When srvquery is set to 0, the PWP reaches out to the agents regularly to see if they are still running and if they are not, it tells the database that and the system sees the agent is not running.

In version 21.0, the same situation is definitely possible with non-TLS enabled agents which connect to a traditional CP; the TLS enabled agents (most RA agents, UNIX agents, Windows agents) now connect to a JCP which is a Java process instead of the traditional non-java CP. This behavior was not reproducible with TLS-enabled agents on version 21.0.
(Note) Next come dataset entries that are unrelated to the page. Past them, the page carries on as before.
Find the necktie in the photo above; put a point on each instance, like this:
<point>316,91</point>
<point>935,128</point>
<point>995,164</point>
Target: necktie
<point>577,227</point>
At this point, the long-term solution will be to update to 21.0. With version 12.3, there are a couple of recommendations:

Make sure when bringing down systems or servers for maintenance that if agents must be brought down, they are brought down first and they are reflected in the system as being stopped in the AWI. Then stop CPs.
The second recommendation is to use srvquery=0 if at all possible if there are 12.3 agents connected to a system. srvquery=1 is usually used if there are a thousands of agents and disconnects and reconnects of these agents all at once cause problems OR if there are any disconnect issues where srvquery=1 was recommended by Support, but usually if there are less than a thousand agents in the system (please note that this number can vary from system to system) and there are usually not any problems with mass disconnect and reconnect of agents, we'd recommend srvquery=0 rather than srvquery=1.